Some of the factors which can be ignored in a private-sector analysis become the responsibility of government by default. For example, the effect on public health of dioxin emissions from a pulp mill can be ignored by the mill owners, since it isn't the job of the pulp industry to look after people's health. If the government does not take responsibility for these factors, known as `externalities', then they will be invisible to the economy -- that is, the economy will act as though clean air and water are of no value.
Such externalities can also occur within government, as, for example, when the Ministry of Transport fulfills its mandate to provide efficient transportation by planning a highway through a forest defined by the Ministry of the Environment as an area of outstanding natural beauty.
On the plus side, governments can usually obtain very favourable interest rates for borrowing money, since it is rare for entire nations to declare bankruptcy.
The economic analysis methods we have discussed here are only a small part of the considerations that should be taken into account in public decision making. It may be desirable to poll public opinion on a controversial project, and the public's wishes may take precedence over the results of analysis. Some of the broader issues are discussed in ``How to Use Cost-Benefit Analysis in Project Appraisal'', M.J. Frost, John Wiley and Sons, 1971 [TA 177.7 F76] and ``The Economics of Environmental Protection'', D. N. Thompson, Winthrop Publishers, 1973 [TD 180 T49].

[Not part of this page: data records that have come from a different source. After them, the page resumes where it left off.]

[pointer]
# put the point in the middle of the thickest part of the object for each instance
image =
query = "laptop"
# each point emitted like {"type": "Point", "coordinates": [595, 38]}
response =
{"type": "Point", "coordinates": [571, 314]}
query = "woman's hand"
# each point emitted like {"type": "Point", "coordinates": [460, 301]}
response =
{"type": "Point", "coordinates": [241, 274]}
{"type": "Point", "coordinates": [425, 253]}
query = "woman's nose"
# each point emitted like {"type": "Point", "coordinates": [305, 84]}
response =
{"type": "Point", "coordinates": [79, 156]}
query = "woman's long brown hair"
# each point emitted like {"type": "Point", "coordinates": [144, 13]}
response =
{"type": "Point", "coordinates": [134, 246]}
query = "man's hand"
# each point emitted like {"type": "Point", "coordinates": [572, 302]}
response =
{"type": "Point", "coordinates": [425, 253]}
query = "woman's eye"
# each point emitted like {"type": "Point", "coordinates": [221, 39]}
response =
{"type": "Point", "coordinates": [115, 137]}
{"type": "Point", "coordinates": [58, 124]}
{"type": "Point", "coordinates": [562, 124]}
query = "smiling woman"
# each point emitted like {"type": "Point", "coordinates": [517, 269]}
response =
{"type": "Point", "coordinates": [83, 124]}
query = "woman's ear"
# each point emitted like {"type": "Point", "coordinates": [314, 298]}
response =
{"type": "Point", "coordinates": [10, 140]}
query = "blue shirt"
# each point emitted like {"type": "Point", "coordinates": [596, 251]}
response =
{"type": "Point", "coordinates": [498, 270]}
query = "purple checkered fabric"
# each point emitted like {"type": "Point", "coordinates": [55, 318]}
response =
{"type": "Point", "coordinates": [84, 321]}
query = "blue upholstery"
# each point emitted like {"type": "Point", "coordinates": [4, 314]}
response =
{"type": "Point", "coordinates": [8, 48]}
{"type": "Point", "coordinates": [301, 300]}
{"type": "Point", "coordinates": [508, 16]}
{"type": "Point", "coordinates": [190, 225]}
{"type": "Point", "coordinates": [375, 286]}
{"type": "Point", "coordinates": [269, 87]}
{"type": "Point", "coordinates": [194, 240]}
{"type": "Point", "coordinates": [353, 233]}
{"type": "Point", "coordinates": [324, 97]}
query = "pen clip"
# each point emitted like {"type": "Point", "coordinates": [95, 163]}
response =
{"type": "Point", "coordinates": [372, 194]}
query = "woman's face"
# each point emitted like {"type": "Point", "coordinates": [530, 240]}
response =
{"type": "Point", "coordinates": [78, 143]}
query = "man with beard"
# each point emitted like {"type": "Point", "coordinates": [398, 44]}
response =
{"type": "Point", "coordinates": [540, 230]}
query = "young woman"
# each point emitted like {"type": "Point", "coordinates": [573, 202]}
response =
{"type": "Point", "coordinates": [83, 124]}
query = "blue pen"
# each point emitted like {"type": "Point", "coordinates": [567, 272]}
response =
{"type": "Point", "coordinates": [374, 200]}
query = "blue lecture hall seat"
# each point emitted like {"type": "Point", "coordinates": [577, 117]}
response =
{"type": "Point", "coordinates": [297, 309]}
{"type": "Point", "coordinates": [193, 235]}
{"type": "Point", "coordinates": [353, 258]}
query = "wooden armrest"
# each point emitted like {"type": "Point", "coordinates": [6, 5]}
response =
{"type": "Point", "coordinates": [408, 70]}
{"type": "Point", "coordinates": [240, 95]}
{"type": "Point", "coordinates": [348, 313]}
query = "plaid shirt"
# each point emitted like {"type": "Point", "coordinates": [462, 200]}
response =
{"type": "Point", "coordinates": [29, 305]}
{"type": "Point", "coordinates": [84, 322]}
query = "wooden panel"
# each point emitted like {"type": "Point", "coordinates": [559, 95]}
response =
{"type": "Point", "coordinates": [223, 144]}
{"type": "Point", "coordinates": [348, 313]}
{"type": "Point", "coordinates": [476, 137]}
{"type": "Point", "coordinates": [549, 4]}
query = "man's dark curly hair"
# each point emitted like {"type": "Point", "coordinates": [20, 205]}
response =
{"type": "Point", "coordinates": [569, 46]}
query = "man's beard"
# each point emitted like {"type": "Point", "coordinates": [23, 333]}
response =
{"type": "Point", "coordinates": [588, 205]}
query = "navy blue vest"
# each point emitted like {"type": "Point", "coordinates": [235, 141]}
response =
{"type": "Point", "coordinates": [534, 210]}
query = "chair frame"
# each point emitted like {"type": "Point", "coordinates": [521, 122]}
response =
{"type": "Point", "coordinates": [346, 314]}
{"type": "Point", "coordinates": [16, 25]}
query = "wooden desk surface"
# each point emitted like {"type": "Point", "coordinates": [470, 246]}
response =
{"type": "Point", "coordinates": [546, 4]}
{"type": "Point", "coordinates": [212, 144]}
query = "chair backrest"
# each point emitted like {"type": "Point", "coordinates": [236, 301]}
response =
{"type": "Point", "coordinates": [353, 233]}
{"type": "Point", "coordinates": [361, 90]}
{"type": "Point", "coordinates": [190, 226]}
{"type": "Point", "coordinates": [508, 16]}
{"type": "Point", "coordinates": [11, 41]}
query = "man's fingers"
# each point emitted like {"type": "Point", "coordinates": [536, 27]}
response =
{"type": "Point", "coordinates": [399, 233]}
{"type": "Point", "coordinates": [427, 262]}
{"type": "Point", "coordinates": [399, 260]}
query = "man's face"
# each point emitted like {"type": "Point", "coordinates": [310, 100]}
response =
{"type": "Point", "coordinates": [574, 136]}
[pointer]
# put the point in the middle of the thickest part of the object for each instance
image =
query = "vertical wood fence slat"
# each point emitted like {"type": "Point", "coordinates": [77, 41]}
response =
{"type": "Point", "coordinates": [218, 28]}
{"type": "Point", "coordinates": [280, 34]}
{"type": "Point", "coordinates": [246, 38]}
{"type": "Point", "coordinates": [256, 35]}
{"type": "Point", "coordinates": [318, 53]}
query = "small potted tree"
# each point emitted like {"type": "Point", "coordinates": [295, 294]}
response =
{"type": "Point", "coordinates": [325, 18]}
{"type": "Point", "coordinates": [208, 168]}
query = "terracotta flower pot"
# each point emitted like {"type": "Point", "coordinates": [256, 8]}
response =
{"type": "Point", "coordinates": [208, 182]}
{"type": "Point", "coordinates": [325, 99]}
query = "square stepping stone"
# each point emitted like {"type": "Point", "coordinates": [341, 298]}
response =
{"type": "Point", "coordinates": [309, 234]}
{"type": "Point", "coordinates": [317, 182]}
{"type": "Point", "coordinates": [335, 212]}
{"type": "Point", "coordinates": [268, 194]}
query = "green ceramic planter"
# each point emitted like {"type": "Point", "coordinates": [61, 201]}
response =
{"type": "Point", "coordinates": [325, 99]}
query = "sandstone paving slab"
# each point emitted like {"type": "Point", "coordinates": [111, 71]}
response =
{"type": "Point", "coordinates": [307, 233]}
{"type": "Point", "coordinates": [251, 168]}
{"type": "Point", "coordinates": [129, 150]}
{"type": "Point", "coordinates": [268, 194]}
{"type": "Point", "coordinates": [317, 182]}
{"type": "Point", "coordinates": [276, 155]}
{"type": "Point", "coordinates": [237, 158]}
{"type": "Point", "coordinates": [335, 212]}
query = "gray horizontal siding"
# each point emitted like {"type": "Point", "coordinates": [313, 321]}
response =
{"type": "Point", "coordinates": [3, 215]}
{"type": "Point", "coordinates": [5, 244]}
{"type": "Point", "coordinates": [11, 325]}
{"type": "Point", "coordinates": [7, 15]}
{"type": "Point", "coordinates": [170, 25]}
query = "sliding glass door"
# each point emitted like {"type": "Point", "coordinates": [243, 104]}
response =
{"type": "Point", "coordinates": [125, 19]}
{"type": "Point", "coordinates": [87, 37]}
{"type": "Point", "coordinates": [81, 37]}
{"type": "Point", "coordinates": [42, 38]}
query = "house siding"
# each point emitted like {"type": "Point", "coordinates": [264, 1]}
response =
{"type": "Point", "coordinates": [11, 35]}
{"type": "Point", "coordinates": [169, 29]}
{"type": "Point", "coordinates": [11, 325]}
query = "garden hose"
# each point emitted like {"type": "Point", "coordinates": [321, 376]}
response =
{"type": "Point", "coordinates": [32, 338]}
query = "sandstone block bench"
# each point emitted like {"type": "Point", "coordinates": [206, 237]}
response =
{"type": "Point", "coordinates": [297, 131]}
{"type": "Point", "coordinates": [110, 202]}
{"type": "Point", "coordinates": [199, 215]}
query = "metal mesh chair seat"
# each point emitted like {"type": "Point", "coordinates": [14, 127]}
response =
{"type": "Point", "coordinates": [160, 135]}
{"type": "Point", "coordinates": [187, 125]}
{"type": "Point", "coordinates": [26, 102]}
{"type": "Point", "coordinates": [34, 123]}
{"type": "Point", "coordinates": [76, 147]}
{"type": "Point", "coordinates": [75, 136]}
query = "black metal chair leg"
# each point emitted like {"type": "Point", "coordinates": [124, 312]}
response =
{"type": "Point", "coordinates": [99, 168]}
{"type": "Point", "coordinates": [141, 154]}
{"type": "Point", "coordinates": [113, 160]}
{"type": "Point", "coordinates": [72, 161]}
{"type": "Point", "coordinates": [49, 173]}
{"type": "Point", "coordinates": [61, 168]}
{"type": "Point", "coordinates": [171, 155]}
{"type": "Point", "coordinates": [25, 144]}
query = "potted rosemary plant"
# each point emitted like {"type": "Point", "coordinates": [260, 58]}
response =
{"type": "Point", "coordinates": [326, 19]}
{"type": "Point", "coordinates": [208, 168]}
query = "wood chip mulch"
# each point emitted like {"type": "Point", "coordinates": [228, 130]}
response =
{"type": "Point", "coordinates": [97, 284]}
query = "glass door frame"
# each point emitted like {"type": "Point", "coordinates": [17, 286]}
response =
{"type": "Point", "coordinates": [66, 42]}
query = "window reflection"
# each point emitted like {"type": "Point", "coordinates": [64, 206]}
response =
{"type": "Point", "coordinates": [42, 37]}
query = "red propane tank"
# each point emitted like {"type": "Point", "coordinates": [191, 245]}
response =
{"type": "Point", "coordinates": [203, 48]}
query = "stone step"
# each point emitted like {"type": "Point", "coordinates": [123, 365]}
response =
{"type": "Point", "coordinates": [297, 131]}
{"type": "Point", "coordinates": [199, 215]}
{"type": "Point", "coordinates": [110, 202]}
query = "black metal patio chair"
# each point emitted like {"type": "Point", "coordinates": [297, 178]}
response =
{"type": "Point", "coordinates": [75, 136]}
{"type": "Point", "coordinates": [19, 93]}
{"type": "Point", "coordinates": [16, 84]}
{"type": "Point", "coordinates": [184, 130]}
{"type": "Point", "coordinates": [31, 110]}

Despite these very sensible criticisms of the payback-period method, I have noticed that many of the successful entrepreneurs who have given guest lectures in the Wednesday evening slot of this class have, when asked how they evaluate competing proposals, replied that they use the payback-period method. And I have been reluctant to point out their foolishness, since they have often made two or three orders of magnitude more money than I have. Possibly the explanation lies in the field of risk management, which we haven't discussed yet: the reliability of our estimates of future cashflows is lower the further we look into the future, so investors like to know that they'll have recouped their investment by a definite date in the near future.